MATERIALS AND METHODS

Consecutive patients were prospectively enrolled onto medical oncology units in Central Italy. Patients were required to have cytologically/histologically confirmed metastatic disease with at least one measurable lesion. Peripheral blood samples were used for genotyping 12 polymorphisms in thymidylate synthase, methylenetetrahydrofolate reductase, xeroderma pigmentosum group D (XPD), excision repair cross complementing group 1 (ERCC1), x-ray cross complementing group 1, x-ray cross complementing protein 3, glutathione S-transferases (GSTs) genes.
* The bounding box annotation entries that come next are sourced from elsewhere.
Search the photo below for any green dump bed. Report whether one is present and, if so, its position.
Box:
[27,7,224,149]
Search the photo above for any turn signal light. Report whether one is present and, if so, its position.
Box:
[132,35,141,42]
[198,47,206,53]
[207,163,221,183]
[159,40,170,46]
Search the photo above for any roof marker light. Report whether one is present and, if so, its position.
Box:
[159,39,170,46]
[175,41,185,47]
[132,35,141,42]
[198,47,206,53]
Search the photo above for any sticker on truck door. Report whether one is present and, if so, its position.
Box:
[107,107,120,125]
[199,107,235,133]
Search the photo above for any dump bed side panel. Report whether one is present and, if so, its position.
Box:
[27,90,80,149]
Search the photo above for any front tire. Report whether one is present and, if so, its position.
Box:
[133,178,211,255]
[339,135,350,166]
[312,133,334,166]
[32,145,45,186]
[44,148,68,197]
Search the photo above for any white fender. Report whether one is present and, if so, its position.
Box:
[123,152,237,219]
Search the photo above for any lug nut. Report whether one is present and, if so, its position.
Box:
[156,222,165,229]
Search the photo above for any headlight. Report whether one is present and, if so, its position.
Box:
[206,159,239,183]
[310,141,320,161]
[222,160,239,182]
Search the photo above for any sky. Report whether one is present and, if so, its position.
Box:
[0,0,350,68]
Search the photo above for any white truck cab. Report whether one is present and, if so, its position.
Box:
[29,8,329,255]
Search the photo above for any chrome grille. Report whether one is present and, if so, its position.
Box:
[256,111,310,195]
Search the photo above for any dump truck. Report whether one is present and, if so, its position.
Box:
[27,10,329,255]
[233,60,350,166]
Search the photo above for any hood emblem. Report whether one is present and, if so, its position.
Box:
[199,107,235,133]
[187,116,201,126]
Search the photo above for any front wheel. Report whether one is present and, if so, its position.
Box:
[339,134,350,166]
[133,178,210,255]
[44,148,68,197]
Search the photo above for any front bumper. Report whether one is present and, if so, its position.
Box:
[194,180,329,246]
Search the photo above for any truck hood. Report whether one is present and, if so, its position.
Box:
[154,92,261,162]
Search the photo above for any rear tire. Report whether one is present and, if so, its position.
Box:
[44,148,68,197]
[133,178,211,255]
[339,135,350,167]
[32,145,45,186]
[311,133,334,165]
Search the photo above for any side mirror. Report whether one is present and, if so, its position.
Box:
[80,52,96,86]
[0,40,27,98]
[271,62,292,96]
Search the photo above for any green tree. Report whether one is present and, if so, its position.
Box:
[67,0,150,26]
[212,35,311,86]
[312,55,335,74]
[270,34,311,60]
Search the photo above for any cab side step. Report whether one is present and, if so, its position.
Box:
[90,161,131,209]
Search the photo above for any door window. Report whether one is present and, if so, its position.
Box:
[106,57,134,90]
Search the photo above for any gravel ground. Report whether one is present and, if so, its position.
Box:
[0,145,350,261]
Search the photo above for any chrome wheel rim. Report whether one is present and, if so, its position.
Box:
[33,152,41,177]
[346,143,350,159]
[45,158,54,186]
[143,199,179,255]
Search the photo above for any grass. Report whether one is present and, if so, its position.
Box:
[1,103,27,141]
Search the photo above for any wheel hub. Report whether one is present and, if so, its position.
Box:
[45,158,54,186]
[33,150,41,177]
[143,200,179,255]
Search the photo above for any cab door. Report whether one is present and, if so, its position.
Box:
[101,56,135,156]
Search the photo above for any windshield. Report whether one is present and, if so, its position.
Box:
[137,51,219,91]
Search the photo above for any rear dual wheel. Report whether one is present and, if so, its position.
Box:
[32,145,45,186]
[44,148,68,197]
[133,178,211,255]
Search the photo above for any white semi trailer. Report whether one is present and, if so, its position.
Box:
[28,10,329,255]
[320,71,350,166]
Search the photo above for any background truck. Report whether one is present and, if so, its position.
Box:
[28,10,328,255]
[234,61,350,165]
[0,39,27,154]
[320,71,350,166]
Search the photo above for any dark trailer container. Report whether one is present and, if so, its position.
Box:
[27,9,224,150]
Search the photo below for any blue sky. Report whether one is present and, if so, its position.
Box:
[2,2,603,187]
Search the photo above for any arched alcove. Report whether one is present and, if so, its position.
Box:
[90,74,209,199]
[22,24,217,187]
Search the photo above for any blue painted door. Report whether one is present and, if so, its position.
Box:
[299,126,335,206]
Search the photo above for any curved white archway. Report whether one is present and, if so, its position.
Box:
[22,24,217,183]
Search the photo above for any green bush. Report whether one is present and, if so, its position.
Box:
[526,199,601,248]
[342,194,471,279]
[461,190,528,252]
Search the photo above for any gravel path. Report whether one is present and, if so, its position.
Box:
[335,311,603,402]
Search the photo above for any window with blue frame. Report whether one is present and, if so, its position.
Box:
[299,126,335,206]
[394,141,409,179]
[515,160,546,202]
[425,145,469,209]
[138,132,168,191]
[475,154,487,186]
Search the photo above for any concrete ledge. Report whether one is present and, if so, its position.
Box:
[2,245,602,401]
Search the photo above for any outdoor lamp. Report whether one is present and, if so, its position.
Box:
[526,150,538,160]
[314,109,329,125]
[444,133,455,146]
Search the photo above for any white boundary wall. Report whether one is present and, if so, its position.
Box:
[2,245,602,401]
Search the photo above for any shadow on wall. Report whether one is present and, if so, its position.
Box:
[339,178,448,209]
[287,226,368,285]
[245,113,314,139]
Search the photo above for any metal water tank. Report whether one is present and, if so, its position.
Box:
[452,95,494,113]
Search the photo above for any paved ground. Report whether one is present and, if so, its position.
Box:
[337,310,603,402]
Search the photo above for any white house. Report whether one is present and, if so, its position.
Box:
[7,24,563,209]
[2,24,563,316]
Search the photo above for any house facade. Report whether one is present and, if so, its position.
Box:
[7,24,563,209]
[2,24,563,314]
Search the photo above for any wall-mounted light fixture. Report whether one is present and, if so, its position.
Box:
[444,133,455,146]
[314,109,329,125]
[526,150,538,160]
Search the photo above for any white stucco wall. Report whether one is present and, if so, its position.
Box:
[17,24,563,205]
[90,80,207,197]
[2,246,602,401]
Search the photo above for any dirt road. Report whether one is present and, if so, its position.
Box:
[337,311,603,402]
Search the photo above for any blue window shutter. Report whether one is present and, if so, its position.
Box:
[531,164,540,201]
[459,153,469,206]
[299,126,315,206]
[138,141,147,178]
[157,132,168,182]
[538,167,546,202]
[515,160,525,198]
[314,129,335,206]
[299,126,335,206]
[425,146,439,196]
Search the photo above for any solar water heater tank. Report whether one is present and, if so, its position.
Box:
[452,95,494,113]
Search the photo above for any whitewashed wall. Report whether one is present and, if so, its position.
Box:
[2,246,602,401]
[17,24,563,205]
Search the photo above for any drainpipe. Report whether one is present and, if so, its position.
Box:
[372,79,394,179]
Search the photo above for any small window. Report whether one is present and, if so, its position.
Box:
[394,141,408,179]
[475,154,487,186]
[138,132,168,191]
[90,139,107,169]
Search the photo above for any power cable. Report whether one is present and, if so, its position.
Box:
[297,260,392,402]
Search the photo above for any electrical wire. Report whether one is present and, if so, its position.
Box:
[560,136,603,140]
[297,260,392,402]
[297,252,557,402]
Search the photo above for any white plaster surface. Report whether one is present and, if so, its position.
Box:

The primary end point of the study was to investigate the association between genotypes and progression-free survival (PFS).

RESULTS

In 166 patients, ERCC1-118 T/T, XPD-751 A/C, and XPD-751 C/C genotypes were independently associated with adverse PFS. The presence of two risk genotypes (ERCC1-118 T/T combined with either XPD-751 A/C or XPD-751 C/C) occurred in 50 patients (31%). This profiling showed an independent role for unfavorable PFS with a hazard ratio of 2.84% and 95% CI of 1.47 to 5.45 (P = .002). Neurotoxicity was significantly associated with GSTP1-105 A/G. Carriers of the GSTP1-105 G/G genotype were more prone to suffer from grade 3 neurotoxicity than carriers of GSTP1-105 A/G and GSTP1-105 A/A genotypes.

CONCLUSION

A pharmacogenetic approach may be an innovative strategy for optimizing palliative chemotherapy in patients with advanced colorectal cancer. These findings deserve confirmation in additional prospective studies.

摘要

目的

旨在研究对氟尿嘧啶/奥沙利铂活性可能有影响的基因多态性是否与接受一线奥沙利铂、亚叶酸钙和氟尿嘧啶姑息化疗的晚期结直肠癌患者的临床结局相关。

材料与方法

连续的患者被前瞻性纳入意大利中部的肿瘤内科病房。患者需经细胞学/组织学确诊为转移性疾病且至少有一个可测量病灶。外周血样本用于对胸苷酸合成酶、亚甲基四氢叶酸还原酶、着色性干皮病D组(XPD)、切除修复交叉互补组1(ERCC1)、X射线交叉互补组1、X射线交叉互补蛋白3、谷胱甘肽S-转移酶(GSTs)基因中的12种多态性进行基因分型。该研究的主要终点是调查基因型与无进展生存期(PFS)之间的关联。

结果

在166例患者中,ERCC1 - 118 T/T、XPD - 751 A/C和XPD - 751 C/C基因型与不良的PFS独立相关。50例患者(31%)存在两种风险基因型(ERCC1 - 118 T/T与XPD - 751 A/C或XPD - 751 C/C组合)。这种基因分型显示对不良PFS有独立作用,风险比为2.84%,95%置信区间为1.47至5.45(P = 0.002)。神经毒性与GSTP1 - 105 A/G显著相关。GSTP1 - 105 G/G基因型携带者比GSTP1 - 105 A/G和GSTP1 - 105 A/A基因型携带者更容易发生3级神经毒性。

结论

药物遗传学方法可能是优化晚期结直肠癌患者姑息化疗的一种创新策略。这些发现值得在更多前瞻性研究中得到证实。